История с домом 23 по улице Рубинштейна, с которого демонтировали таблички «Последнего адреса», вызвала настолько бурную дискуссию в социальных сетях, что обе стороны — и те, кто за то, чтобы сохранять память репрессированных подобным образом, и те, кто против, перешли к взаимным оскорблениям. Во вспыхнувшем конфликте люди перестали слышать друг друга. О том, почему тема репрессий вызывает столь болезненную реакцию у современников, как изживают коллективную травму в России и других странах и можно ли отгородиться от прошлого, «Новая» поговорила с доктором исторических наук Борисом Колоницким.
Борис Колоницкий. Фото: фейсбук
— Общество разделилось на два лагеря. Одни призывают к коллективному покаянию, другие настаиваютна том, что «мы не виноваты» и «мы не плохие». Почему произошелтакой раскол?
— В любой политике средства важнее цели. Цель не только не оправдывает средства, средства меняют цель. Тактика важнее стратегии. Преодоление сталинизма зависит не от выдвигаемых лозунгов и программ, а от тактики достижения целей. Нельзя со сталинизмом бороться сталинстскими методами. Одна часть общества требует от другой покаяния и призывает каяться не только потомков палачей и доносчиков, но всех, кто пытался выжить в то страшное время. Дескать, покаяйся — и все станет хорошо. Но это так не работает. Покаяние — личный выбор, к нему невозможно принудить, а призвать к нему можно личным примером.
В России часто как пример для подражания приводят Германию.

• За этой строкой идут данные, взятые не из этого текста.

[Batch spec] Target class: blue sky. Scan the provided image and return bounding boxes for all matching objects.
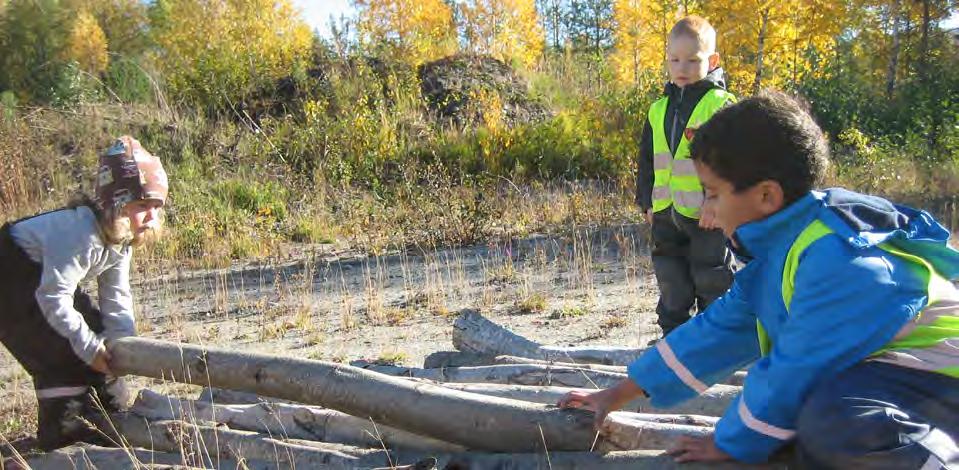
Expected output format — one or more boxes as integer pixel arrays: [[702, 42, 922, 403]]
[[293, 0, 355, 36]]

Но как раз многие немцы, лично не связанные с преступлениями нацизма и даже участвовавшие в антифашистской борьбе, публично заявляли о своей ответственности за то, что сделала Германия в ХХ веке.
Даже те, кто родился во время войны и после нее, кто по возрасту вообще ни к чему не был причастен, говорили о своей моральной ответственности. А вот случаи покаяния военных преступников были редки.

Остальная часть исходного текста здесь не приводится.